Film Preview: The Cineroleum

Dean Nicholas
By Dean Nicholas Last edited 164 months ago

Last Updated 09 August 2010

Film Preview: The Cineroleum

A former petrol station on Clerkenwell Road is being imaginatively re-developed into a pop-up cinema.

The empty forecourt, which recently held the closing party for the London Festival of Architecture, will be converted into The Cineroleum. It opens on Friday, August 20th, and is, in the words of the people behind it, designed to "[celebrate] the extravagance and ceremony of the picture palace". It's being hand-built mostly from found and donated materials; they're even building the flip-down seats, which don't really look comfortable enough to, say, sit through the entirety of Heimat on.

Luckily, none of the films are likely to trouble your glutes too badly.
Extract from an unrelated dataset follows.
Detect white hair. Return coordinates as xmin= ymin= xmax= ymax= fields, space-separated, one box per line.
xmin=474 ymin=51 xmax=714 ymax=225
The line-up is mostly mid- to late 20th century American classics with a few early European films thrown in too. Highlights include: Rebel Without A Cause on the opening night; a pair of Fritz Lang classics, M on September 5th and the restored version of Metropolis (which is getting a major re-release this year) on September 11th; Night of the Living Dead on September 3rd; and Alphaville on August 28th — an apt choice, as the film used Paris' urban desolation of the 1960s as the setting for a dystopian detective story. For more details see the full list of films. Tickets cost £5, and go on sale from today, Monday, August 9th.
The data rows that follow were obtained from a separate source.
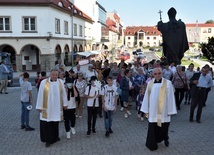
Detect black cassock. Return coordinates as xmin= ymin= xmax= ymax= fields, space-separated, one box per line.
xmin=146 ymin=122 xmax=170 ymax=151
xmin=40 ymin=120 xmax=59 ymax=144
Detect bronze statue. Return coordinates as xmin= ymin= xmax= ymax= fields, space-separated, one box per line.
xmin=157 ymin=7 xmax=189 ymax=65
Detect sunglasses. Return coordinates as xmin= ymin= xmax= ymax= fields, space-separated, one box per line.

The Cineroleum is part of a growing trend of films being shown in unlikely locations. Secret Cinema has proved very successful, while last year a Werner Herzog season concluded with a screening in an old biscuit factory. Earlier this year the Aubin opened in Shoreditch and we had a pop-up cinema in Portobello Road. A reaction, perhaps, to the stagnant atmosphere found in the Vues and Odeons of this world?